There are some critical differences between these two models that are important to consider before making your final decision. In this review, we will discuss in length the pros and cons to both the Nikon Coolshot 20 and the Nikon Coolshot 40 Rangefinders.
The combination of Nikon’s features and fair pricing make them a front-runner in the golf rangefinder game.
Nikon Coolshot 20 vs 40
When choosing a rangefinder, some essential things need to be considered.
Neither of these Nikon models have the slope function. This can be a turn off to some, but since it can’t be used in tournaments, you really won’t be at a loss when it comes to game day.
Related read: Do I need a golf rangefinder with slope?

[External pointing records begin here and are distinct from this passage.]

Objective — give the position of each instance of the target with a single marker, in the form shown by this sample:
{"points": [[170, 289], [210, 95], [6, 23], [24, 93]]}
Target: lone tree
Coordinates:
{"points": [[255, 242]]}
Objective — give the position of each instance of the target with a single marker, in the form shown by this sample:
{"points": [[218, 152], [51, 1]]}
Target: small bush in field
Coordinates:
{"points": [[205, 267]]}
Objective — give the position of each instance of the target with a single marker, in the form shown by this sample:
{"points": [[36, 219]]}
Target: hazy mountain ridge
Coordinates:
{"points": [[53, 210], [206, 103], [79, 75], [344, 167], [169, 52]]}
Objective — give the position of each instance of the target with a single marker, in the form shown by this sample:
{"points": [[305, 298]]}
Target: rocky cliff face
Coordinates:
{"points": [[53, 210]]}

The Nikon Coolshot 20 can give you yardage up to 550 yards, the 40 takes it to 650. Yes, this is a difference in 100 yards, the question is, how often do you need a yardage 650 yards away.
Both Nikon Coolshot rangefinders are considered to be compact type rangefinders. They are small enough to be put in your pocket when playing, and it’s comfortable to hold in the palm of your hand.
First Target Priority
Both the Nikon Coolshot 20 and the 40 come with what is called first target priority. This is to help golfers know that they have zeroed in on the correct target. When looking at a green surrounded by trees or a clubhouse, it can be challenging to see if you have the exact yardage to the pin.

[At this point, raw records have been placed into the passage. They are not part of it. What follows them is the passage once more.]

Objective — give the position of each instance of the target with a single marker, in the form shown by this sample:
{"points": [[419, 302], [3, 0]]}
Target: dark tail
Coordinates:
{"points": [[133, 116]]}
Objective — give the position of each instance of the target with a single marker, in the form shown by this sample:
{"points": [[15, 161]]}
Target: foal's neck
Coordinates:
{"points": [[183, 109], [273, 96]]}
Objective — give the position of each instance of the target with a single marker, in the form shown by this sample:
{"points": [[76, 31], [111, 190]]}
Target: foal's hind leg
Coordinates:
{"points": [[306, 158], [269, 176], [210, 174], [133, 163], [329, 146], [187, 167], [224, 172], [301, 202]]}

Both the Nikon Coolshot 20 and Nikon Coolshot 40 have an eight-second scan mode, but the Nikon 40 does have a slight advantage. It has a feature called Hyper Read that will help to pick up the yardage a bit quicker than the Coolshot 20. If you were using your 20 for years and some reason tried the 40, you would likely notice the difference. Is the 40 so fast that it genuinely outshines the 20, not really.

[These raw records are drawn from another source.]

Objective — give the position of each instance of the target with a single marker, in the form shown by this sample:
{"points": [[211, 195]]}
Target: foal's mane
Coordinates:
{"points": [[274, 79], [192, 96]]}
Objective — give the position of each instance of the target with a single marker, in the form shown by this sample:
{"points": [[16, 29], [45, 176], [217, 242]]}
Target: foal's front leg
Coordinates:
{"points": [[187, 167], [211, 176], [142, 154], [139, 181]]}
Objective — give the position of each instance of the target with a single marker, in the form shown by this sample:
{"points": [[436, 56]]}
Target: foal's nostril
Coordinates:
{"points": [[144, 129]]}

As far as golf rangefinders go, both of these units are moderately priced. The Nikon 40 generally retails for about $100 or so more than the Nikon 40. That difference is price is due to the extra hyper read feature. The Nikon 40 is also shaped slightly differently to better fit in the palm of a player’s hand.
Another critical factor to consider is accuracy. If a rangefinder is not accurate, you may as well be pacing off your yardage to the nearest sprinkler head. The good news with both of these Nikon Coolshot models is that they are accurate to within one yard. Even with this being a lower-priced unit, most high-end range finders make the same claim that they are correct within that 1-yard range. Great value on these models when it comes to accuracy.
Anytime you purchase a rangefinder, it is essential to do some research on a warranty. There are some very inexpensive models out there that will claim they are capable of many things, but they barely hold up for a season. With a Nikon, not only are you getting a high quality rangefinder, but you have a two-year warranty and a reliable and reputable company standing behind the product. This is worth considering.
|Nikon Coolshot 20||Nikon Coolshot 40|
|Yardage||550 Yards||650 Yards
|Accuracy||Within 1 Yard||Within 1 Yard|
|Scanning||8 Second Scan Mode||8 Second Scan Mode with Hyper Read|
|Weight||4.4 oz.||5.2 oz.
|Warranty||2 years||2 years|
Based on all of the information we provided, maybe you already know which rangefinder we would choose if it came down to the Nikon 20 vs. Nikon 40. It seems like the Nikon 20 has everything that you could need in a non-slope rangefinder for an incredibly reasonable price.
If for some reason, the Nikon 40 had a slope mode that could be turned on and off, we would see it being a much better investment. The scanning mode on the Nikon 40 is indeed faster than the Nikon 20; the question is if it is quick enough to justify a $100 difference in price. If you are someone that sees this being worth it, then, by all means, go with the Nikon 40.
Regardless of which model you choose, you won’t be disappointed by a Nikon rangefinder. Considering the value and the features, this is a model that will keep you from rangefinder shopping for quite some time.